As I’ve noted before, I don’t usually listen to music based on mood. So in order to come up with an entry for this post, I had to think back to a time when I did listen to a song because I was sad. If you listen carefully to the lyrics, you can probably figure out why I was sad, but I’ll give you the rundown anyway.
My freshman year of college got off to kind of a weird start. I went to school close to home, and the majority of my friends were still at my high school, so I was both able and willing to spend a large chunk of my time with them. My girlfriend at the time – my first serious girlfriend – was a boarding student there, so I spent half of freshman week in her dorm room instead of, oh, I don’t know, meeting my classmates and dormmates, going to the Freshman Mixer, the stuff you do to help yourself settle in to the college life when you’ve no idea what it’s going to be like. So way to go, 17-year-old me. (It turned out I was living in the most neurotic freshman dorm on campus, so my social ineptitude actually wasn’t that noticeable.)

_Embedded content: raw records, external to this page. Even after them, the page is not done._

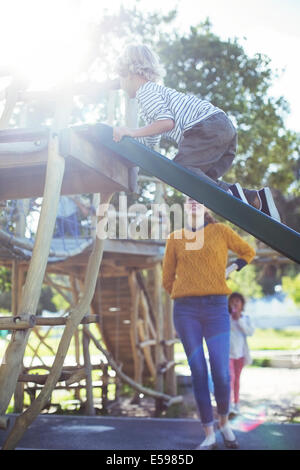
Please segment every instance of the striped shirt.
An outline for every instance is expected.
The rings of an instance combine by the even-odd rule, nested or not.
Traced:
[[[137,137],[139,142],[148,147],[158,145],[162,136],[179,145],[185,131],[203,119],[223,112],[209,101],[180,93],[151,81],[144,83],[138,89],[136,98],[140,117],[146,125],[163,119],[173,119],[175,123],[174,128],[169,132],[149,137]]]

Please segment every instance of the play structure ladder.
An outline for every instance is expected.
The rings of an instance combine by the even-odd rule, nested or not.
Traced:
[[[126,158],[168,185],[204,203],[216,214],[244,229],[287,258],[300,263],[300,234],[298,232],[277,222],[253,206],[243,203],[218,186],[140,144],[135,139],[125,137],[119,143],[114,142],[110,126],[96,124],[63,130],[60,136],[62,154],[66,151],[65,139],[68,133],[74,130],[83,132],[86,138],[96,140],[99,145],[109,149],[112,157],[116,155]]]

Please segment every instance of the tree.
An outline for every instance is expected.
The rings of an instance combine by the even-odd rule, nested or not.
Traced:
[[[158,51],[165,64],[165,84],[208,99],[236,123],[238,155],[226,174],[244,187],[276,188],[281,208],[289,204],[290,226],[300,231],[293,200],[300,196],[299,136],[285,128],[288,112],[284,98],[269,94],[275,78],[270,59],[248,57],[237,39],[221,40],[209,20],[193,26],[184,37],[161,37]],[[299,202],[299,199],[297,199]],[[296,205],[296,204],[295,204]],[[298,205],[298,204],[297,204]],[[286,211],[283,210],[286,220]]]
[[[296,305],[300,305],[300,274],[294,278],[283,276],[282,290],[293,299]]]

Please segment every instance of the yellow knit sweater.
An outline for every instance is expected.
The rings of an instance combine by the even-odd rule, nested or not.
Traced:
[[[200,230],[204,230],[204,244],[198,250],[186,249],[192,233],[184,229],[171,233],[167,240],[163,286],[173,299],[231,294],[225,279],[228,250],[247,263],[254,258],[254,249],[227,225],[208,224]]]

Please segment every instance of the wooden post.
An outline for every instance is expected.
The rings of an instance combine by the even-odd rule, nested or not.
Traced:
[[[94,400],[93,400],[93,381],[92,381],[92,366],[91,357],[89,351],[90,337],[87,335],[88,326],[83,326],[82,331],[82,346],[83,346],[83,359],[85,369],[85,381],[86,381],[86,414],[89,416],[95,416]]]
[[[13,317],[18,315],[18,301],[19,301],[19,262],[13,260],[11,270],[11,311]]]
[[[72,289],[72,296],[73,296],[73,303],[76,305],[76,303],[79,300],[79,295],[78,295],[78,288],[76,284],[76,279],[75,276],[69,276],[70,280],[70,285]],[[75,344],[75,362],[77,366],[80,366],[80,341],[79,341],[79,328],[76,329],[74,333],[74,344]],[[75,389],[75,399],[81,401],[80,398],[80,388]]]
[[[68,92],[61,97],[51,135],[49,137],[48,163],[44,198],[34,249],[27,273],[19,315],[24,320],[35,314],[48,261],[50,243],[55,225],[60,190],[64,176],[65,160],[58,152],[58,131],[68,123],[72,98]],[[14,393],[30,330],[16,331],[6,349],[0,368],[0,415],[6,412]]]
[[[10,86],[6,91],[6,101],[2,116],[0,117],[0,130],[6,129],[9,125],[10,118],[12,116],[14,107],[16,105],[19,93],[18,80],[13,78]]]
[[[165,332],[166,340],[175,339],[175,329],[173,324],[173,301],[167,293],[165,297]],[[174,361],[174,343],[166,346],[166,358],[168,363]],[[166,393],[169,395],[177,394],[175,367],[171,367],[166,372]]]
[[[103,197],[102,202],[109,203],[112,194],[106,194]],[[15,421],[15,425],[11,430],[6,442],[4,443],[3,449],[13,449],[16,443],[21,439],[27,427],[33,422],[38,416],[40,411],[43,409],[45,404],[48,402],[52,390],[54,389],[62,371],[65,356],[68,352],[70,341],[76,331],[80,321],[87,313],[90,303],[92,301],[95,286],[98,278],[99,268],[102,260],[104,248],[104,240],[96,238],[93,250],[90,254],[88,266],[86,270],[84,290],[82,296],[78,302],[78,305],[74,307],[70,312],[68,322],[64,329],[62,338],[60,340],[57,354],[51,369],[51,372],[47,378],[44,388],[41,390],[39,396],[31,404],[31,406]]]
[[[108,405],[108,364],[103,364],[102,366],[102,391],[101,391],[101,401],[102,401],[102,413],[106,413]]]
[[[146,328],[145,328],[144,325],[145,325],[144,321],[140,319],[138,321],[139,336],[140,336],[141,341],[146,342],[148,340],[148,334],[145,333]],[[139,347],[141,348],[141,343],[139,344]],[[146,364],[148,366],[149,372],[152,375],[152,377],[155,379],[156,369],[155,369],[155,364],[154,364],[153,359],[152,359],[150,346],[145,345],[143,347],[143,354],[144,354],[145,361],[146,361]]]
[[[162,273],[161,265],[157,263],[154,267],[154,310],[156,315],[156,347],[155,347],[155,364],[156,364],[156,390],[163,392],[164,377],[161,373],[161,367],[165,363],[164,350],[162,340],[164,337],[164,317],[162,308]]]
[[[138,348],[138,316],[140,292],[134,271],[129,274],[128,282],[131,294],[130,341],[134,362],[134,380],[137,383],[141,384],[143,374],[143,356],[141,354],[140,349]],[[134,398],[134,401],[138,401],[138,396]]]

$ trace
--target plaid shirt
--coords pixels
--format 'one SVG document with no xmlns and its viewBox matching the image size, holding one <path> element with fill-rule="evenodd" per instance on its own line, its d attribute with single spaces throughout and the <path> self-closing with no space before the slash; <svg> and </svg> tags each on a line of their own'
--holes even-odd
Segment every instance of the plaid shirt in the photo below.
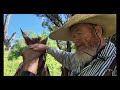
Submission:
<svg viewBox="0 0 120 90">
<path fill-rule="evenodd" d="M 116 57 L 116 47 L 110 41 L 87 66 L 76 62 L 74 53 L 72 52 L 66 52 L 52 47 L 49 47 L 47 52 L 64 67 L 71 70 L 70 76 L 103 76 Z"/>
</svg>

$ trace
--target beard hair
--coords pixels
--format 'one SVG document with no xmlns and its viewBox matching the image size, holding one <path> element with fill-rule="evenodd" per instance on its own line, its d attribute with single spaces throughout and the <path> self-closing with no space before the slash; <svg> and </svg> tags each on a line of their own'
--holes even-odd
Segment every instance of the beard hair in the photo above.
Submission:
<svg viewBox="0 0 120 90">
<path fill-rule="evenodd" d="M 86 49 L 84 51 L 80 51 L 77 49 L 75 52 L 75 56 L 74 56 L 75 60 L 78 63 L 85 65 L 86 63 L 89 63 L 90 61 L 92 61 L 92 58 L 93 58 L 92 56 L 96 55 L 96 50 L 97 50 L 97 48 L 95 48 L 95 47 Z"/>
</svg>

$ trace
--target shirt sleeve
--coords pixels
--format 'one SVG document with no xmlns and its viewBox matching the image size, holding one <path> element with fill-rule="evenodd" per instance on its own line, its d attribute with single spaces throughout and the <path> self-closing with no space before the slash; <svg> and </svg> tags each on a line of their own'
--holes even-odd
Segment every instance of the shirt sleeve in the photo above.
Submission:
<svg viewBox="0 0 120 90">
<path fill-rule="evenodd" d="M 51 54 L 64 67 L 71 69 L 71 56 L 73 53 L 60 50 L 59 48 L 48 47 L 47 52 Z"/>
</svg>

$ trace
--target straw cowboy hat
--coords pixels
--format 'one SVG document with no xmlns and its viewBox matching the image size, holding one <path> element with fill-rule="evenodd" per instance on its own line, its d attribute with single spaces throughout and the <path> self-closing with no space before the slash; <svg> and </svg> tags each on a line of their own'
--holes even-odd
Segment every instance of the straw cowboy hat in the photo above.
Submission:
<svg viewBox="0 0 120 90">
<path fill-rule="evenodd" d="M 49 37 L 53 40 L 71 41 L 69 27 L 77 23 L 100 25 L 105 38 L 116 33 L 116 14 L 76 14 L 61 28 L 52 32 Z"/>
</svg>

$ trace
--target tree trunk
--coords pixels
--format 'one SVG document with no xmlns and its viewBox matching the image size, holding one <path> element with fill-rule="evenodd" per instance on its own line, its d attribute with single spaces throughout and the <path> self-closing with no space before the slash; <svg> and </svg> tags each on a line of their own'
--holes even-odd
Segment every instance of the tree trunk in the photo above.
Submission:
<svg viewBox="0 0 120 90">
<path fill-rule="evenodd" d="M 4 43 L 6 44 L 8 42 L 8 25 L 10 21 L 10 17 L 12 14 L 7 14 L 4 24 Z"/>
<path fill-rule="evenodd" d="M 16 35 L 16 32 L 14 32 L 11 38 L 8 39 L 8 25 L 9 25 L 11 16 L 12 14 L 6 15 L 5 24 L 4 24 L 4 45 L 6 46 L 5 50 L 9 50 L 11 42 L 13 41 Z"/>
</svg>

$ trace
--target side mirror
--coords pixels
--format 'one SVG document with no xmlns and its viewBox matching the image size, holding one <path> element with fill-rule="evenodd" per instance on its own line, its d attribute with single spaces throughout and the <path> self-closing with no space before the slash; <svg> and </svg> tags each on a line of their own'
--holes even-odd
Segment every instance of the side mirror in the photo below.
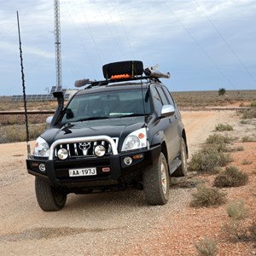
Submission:
<svg viewBox="0 0 256 256">
<path fill-rule="evenodd" d="M 172 105 L 164 105 L 161 110 L 161 118 L 172 116 L 175 113 L 175 109 Z"/>
<path fill-rule="evenodd" d="M 53 115 L 49 116 L 49 117 L 46 119 L 46 124 L 47 124 L 47 125 L 50 125 L 52 119 L 53 119 Z"/>
<path fill-rule="evenodd" d="M 66 118 L 67 119 L 73 119 L 73 113 L 70 108 L 67 108 L 66 110 Z"/>
</svg>

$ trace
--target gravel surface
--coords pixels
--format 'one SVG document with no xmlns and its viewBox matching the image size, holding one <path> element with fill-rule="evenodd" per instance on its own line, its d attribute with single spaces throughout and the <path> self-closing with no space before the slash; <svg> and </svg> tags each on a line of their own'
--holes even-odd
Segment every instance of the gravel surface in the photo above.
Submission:
<svg viewBox="0 0 256 256">
<path fill-rule="evenodd" d="M 231 134 L 240 140 L 252 128 L 240 124 L 236 111 L 182 115 L 190 155 L 218 123 L 236 125 Z M 230 199 L 247 198 L 250 223 L 256 216 L 256 145 L 242 146 L 236 164 L 250 174 L 250 182 L 226 192 Z M 229 221 L 225 206 L 189 207 L 195 188 L 172 187 L 168 204 L 157 207 L 147 206 L 137 190 L 68 195 L 61 211 L 44 212 L 36 201 L 34 177 L 26 172 L 26 150 L 25 143 L 0 144 L 0 255 L 198 255 L 195 242 L 206 236 L 218 240 L 218 255 L 256 255 L 252 242 L 222 237 L 221 227 Z M 253 163 L 241 165 L 245 157 Z M 212 182 L 212 177 L 201 177 Z"/>
</svg>

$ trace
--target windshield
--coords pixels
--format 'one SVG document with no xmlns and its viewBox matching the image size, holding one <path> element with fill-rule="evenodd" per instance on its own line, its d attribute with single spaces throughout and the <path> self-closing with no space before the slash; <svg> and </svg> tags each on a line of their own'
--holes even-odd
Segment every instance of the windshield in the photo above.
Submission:
<svg viewBox="0 0 256 256">
<path fill-rule="evenodd" d="M 119 90 L 75 96 L 61 123 L 151 113 L 148 89 Z"/>
</svg>

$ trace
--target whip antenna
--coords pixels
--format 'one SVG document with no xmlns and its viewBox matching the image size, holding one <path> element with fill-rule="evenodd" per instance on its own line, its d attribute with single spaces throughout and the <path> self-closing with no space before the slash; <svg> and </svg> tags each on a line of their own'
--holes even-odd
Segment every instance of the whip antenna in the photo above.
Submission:
<svg viewBox="0 0 256 256">
<path fill-rule="evenodd" d="M 19 43 L 20 43 L 20 67 L 21 67 L 21 80 L 23 88 L 23 102 L 24 102 L 24 110 L 25 110 L 25 124 L 26 124 L 26 151 L 28 158 L 31 155 L 30 144 L 29 144 L 29 131 L 28 131 L 28 122 L 27 122 L 27 110 L 26 110 L 26 88 L 25 88 L 25 77 L 23 71 L 23 59 L 22 59 L 22 49 L 21 49 L 21 40 L 20 40 L 20 22 L 19 22 L 19 13 L 17 11 L 17 23 L 18 23 L 18 32 L 19 32 Z"/>
</svg>

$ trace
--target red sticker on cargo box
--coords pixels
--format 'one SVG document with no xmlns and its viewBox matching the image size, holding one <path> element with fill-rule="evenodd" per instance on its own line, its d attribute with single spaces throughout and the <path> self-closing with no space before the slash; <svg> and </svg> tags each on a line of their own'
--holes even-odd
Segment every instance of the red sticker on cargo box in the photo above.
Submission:
<svg viewBox="0 0 256 256">
<path fill-rule="evenodd" d="M 110 168 L 109 167 L 103 167 L 102 172 L 110 172 Z"/>
</svg>

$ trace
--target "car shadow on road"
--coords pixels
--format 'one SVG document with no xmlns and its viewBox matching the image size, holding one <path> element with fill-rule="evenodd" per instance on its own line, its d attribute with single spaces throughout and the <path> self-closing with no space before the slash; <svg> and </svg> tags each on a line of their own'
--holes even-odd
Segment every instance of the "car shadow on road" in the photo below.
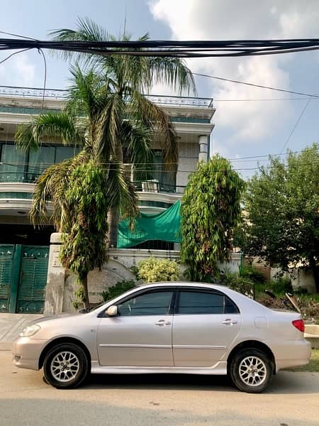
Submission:
<svg viewBox="0 0 319 426">
<path fill-rule="evenodd" d="M 319 393 L 319 374 L 309 381 L 310 373 L 279 372 L 265 392 L 272 394 L 309 394 Z M 225 376 L 190 374 L 91 374 L 86 389 L 152 389 L 236 392 Z"/>
</svg>

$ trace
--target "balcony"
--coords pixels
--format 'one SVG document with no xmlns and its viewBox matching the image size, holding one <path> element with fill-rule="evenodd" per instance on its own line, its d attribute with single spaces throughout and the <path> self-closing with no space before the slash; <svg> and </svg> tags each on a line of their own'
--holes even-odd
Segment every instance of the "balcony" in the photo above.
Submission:
<svg viewBox="0 0 319 426">
<path fill-rule="evenodd" d="M 45 98 L 53 99 L 66 99 L 67 90 L 62 89 L 43 89 L 39 87 L 18 87 L 16 86 L 0 86 L 0 96 L 19 97 Z M 192 97 L 186 96 L 170 96 L 164 94 L 147 94 L 147 99 L 160 105 L 172 105 L 194 108 L 213 109 L 211 98 Z"/>
<path fill-rule="evenodd" d="M 35 183 L 40 173 L 1 171 L 0 164 L 0 183 Z"/>
</svg>

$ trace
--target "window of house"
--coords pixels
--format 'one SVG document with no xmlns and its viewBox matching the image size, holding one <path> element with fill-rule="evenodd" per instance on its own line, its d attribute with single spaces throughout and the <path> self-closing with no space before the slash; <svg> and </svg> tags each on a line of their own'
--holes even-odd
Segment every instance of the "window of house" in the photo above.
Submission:
<svg viewBox="0 0 319 426">
<path fill-rule="evenodd" d="M 0 182 L 23 182 L 26 154 L 18 151 L 14 145 L 0 145 Z"/>
</svg>

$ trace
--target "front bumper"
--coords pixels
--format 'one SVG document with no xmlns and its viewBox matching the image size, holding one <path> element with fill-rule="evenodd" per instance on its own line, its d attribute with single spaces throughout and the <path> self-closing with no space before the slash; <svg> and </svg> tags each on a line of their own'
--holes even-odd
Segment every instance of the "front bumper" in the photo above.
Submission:
<svg viewBox="0 0 319 426">
<path fill-rule="evenodd" d="M 13 364 L 20 368 L 39 369 L 39 359 L 46 340 L 18 337 L 12 345 Z"/>
</svg>

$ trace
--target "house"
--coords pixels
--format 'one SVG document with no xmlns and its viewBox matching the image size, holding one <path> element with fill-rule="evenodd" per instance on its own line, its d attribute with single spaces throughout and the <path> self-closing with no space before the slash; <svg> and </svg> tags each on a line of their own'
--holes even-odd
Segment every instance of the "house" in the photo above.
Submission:
<svg viewBox="0 0 319 426">
<path fill-rule="evenodd" d="M 42 312 L 45 297 L 49 312 L 65 310 L 70 305 L 71 290 L 64 301 L 52 299 L 58 293 L 59 274 L 63 275 L 60 291 L 65 293 L 69 284 L 58 259 L 58 236 L 49 223 L 35 229 L 30 223 L 28 212 L 37 178 L 48 165 L 72 157 L 77 148 L 47 140 L 37 151 L 22 153 L 16 149 L 14 143 L 19 124 L 28 122 L 42 111 L 60 111 L 65 96 L 65 91 L 46 89 L 43 105 L 40 89 L 0 87 L 0 312 Z M 157 164 L 152 175 L 147 180 L 135 182 L 140 212 L 154 214 L 165 212 L 181 200 L 188 177 L 196 169 L 197 162 L 207 160 L 215 109 L 211 99 L 149 97 L 163 108 L 174 123 L 179 148 L 178 170 L 174 182 L 172 179 L 168 181 L 162 170 L 158 143 L 161 135 L 158 134 L 153 146 Z M 133 168 L 130 165 L 125 168 L 134 181 Z M 120 263 L 128 269 L 130 263 L 148 257 L 150 252 L 159 257 L 178 256 L 178 242 L 164 241 L 164 237 L 157 239 L 156 236 L 148 236 L 147 241 L 142 238 L 138 244 L 132 242 L 131 239 L 130 244 L 127 238 L 124 241 L 123 238 L 126 237 L 119 236 L 118 245 L 126 248 L 113 248 L 110 252 L 111 261 L 116 266 L 108 264 L 108 285 L 128 273 L 118 272 Z M 105 287 L 104 278 L 103 274 L 95 277 L 94 280 L 101 283 L 91 291 L 93 297 L 99 297 L 101 289 Z M 50 285 L 54 288 L 49 300 Z"/>
</svg>

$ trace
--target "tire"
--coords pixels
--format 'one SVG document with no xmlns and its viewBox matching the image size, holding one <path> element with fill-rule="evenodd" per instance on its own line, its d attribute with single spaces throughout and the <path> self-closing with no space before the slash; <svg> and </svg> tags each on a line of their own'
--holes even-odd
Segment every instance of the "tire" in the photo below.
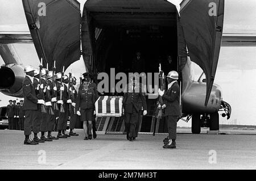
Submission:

Still, things were going pretty well. I got along well with my roommate and our next-door neighbors in the dorm, my friends would come and hang out in our room, and my girlfriend (she was a dancer, so let’s call her “Cyd”) and I were totally in love. Well, I was totally in love. Along about November, she decided that it was time to move on. I was gobsmacked. Never saw it coming. Things got very bad for me, and Cyd only made it worse by not ruling out the possibility that we might get back together. I moped and mooned around, and I think I may even have sent her a letter with the lyrics to this song. I know I listened to it a lot. It really spoke to me, it expressed everything I wanted to say to Cyd, yadda yadda yadda.
One night, one of my local friends was having a party. Cyd and another friend and I were in someone’s car on our way there, and we stopped so I could use my fake ID to buy vodka, mostly for Cyd and our other friend. I wasn’t much of a drinker at the time. Before we got to the party – probably as we were getting out of the car; the details are a little fuzzy – she handed me an envelope. So I’m up there at the party, and of course I opened it and read the letter she had written to me. So much for that party. The letter made it clear, in no uncertain terms, that she wanted nothing to do with me ever again; and it did so with an angry blast of vicious, cruel words. I don’t remember the specifics of what it said, but I know it knocked me on my ass. (Unfortunately, I destroyed it almost immediately, which I now regret, because I would like to see if the reality matches my recollection.) EDIT: I almost forgot one of the most hurtful (and memorable) aspects of this incident: she handed me that letter, without saying a word, minutes after I had bought her alcohol. That’s cold.
The rest of the evening is gone from my memory. I may have walked back to my dorm. I think my birthday was not long after, and I do remember having several friends in my dorm room and getting extremely drunk – on Kahlua, of all things… ah, the stupidity of youth – and maudlin and weepy. And eventually sick as a dog. (Kahlua, remember?) Ah, good times.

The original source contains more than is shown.